De nuevo escribo sobre Alex Ayala. Dos post anteriores  están relacionados con él; el  artículo ",amo , odio ,a los tartamudos",  y sobre  su libro , " los mercaderes del Che". Como no hay dos sin tres, el tercer post proviene de un artículo que ha escrito en el diario clarín ,” Si me olvido que soy tartamudo hablo mejor”. Alex nos desgrana como ha sido su convivencia con la tartamudez, un retrato del poder que en momentos puntuales puede  alcanzar la tartamudez en la vida de las personas tartamudas. Al mismo tiempo describe como se puede erradicar  ese  poder maléfico que alberga en su seno la tartamudez.



"Ruido en la comunicación. No recuerda su infancia como una etapa feliz –confiesa el autor del texto– a causa de la angustia que sentía por este trastorno y por las innumerables terapias sin resultados. Todo cambió recién cuando le quitó presión al tema.


Cada vez que un amigo me comenta por teléfono que se me escucha entrecortado –no por cruel o con la intención de echar sal en mis heridas, sino cuando falla la conexión o cuando me hallo en algún rincón remoto de Bolivia–, le llamo hijo de puta. Y lo hago despacito, masticando cada sílaba para que me entienda. Después, el que está al otro lado de la línea suelta una poderosa carcajada porque sabe que me encanta el humor negro, burlarme de mí mismo. Y solemos acabar riendo los dos juntos hasta la lágrima.
A menudo, hay gente que me grita porque piensa que estoy sordo y los que no me conocen me encaran con gestos histriónicos porque intuyen que soy yo el que no les comprende bien a ellos. Desde que tengo uso de razón, los sonidos que nacen de mis labios se reproducen compulsivamente antes de matar muriendo. Y yo muero por la boca cada vez que hablo. Soy tartamudo, “repetidor” profesional, y a mucha honra. No concibo mi problema como un ancla, sino como catapulta: 40 millones de tartamudos en todo el planeta algo interesante tendremos que decir al mundo, aunque nos miren como a un freak de circo, aunque nos cueste innumerables dolores de mandíbula expresarnos.

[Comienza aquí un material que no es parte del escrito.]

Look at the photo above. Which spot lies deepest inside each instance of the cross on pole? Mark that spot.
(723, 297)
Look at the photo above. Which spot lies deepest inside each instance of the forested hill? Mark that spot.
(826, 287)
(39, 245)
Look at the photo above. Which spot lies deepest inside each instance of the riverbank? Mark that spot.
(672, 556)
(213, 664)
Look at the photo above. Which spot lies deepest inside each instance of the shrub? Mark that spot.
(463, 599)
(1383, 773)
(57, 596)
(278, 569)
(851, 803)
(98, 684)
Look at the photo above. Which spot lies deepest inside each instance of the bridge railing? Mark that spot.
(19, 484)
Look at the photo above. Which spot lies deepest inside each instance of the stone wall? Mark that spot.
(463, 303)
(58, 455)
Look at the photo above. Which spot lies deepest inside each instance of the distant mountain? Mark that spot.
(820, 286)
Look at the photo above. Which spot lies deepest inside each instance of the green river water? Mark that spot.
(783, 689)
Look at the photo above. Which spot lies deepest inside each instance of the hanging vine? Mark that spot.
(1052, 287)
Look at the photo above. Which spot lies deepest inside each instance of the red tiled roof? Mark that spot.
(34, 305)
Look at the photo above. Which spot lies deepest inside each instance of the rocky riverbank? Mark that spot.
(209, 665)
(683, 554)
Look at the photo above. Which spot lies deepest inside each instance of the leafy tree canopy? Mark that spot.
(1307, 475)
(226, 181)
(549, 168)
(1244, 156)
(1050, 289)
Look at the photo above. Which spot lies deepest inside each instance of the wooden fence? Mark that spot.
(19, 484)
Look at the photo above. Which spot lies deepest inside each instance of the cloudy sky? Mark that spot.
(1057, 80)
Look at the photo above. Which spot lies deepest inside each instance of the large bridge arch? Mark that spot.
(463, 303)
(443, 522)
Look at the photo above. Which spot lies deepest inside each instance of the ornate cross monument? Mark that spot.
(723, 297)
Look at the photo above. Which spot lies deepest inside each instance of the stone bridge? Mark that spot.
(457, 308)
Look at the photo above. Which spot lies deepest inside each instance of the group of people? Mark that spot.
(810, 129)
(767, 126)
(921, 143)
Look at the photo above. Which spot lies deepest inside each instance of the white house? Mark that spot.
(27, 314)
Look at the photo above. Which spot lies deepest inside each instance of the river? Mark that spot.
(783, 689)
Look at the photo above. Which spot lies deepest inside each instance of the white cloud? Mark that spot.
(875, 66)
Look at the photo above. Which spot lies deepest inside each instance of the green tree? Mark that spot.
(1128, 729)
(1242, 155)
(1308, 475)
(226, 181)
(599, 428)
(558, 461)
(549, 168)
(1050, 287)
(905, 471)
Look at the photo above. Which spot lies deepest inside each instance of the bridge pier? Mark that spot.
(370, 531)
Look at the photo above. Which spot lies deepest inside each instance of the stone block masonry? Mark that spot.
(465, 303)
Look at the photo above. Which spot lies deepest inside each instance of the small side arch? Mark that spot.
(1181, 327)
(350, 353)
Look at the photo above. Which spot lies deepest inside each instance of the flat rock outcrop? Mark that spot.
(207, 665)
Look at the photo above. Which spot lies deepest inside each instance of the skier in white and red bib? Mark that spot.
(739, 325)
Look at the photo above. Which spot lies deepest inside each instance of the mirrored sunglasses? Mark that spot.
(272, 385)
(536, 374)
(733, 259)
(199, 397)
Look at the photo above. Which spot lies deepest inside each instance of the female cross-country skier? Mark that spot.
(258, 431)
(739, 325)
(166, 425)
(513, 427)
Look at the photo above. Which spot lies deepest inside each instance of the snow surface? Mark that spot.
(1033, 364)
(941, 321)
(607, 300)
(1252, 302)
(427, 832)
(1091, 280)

Hay tartamudos que han entrado por la alfombra roja a nuestros sillones a través del cine, como Bruce Willis, Anthony Hopkins y Nicole Kidman. Los hay como Tiger Woods: deportistas exquisitos capaces de embocar una pelota en un hoyo a cientos de metros. Los hubo estadistas, como Napoleón o Winston Churchill, escritores, como Miguel de Cervantes, naturistas que dejaron huella, como Charles Darwin, oradores prodigiosos, como el griego Demóstenes casi cuatro siglos antes de Cristo. Y también, tocados por la mano de Dios, como Moisés para partir en dos las aguas del Mar Rojo.”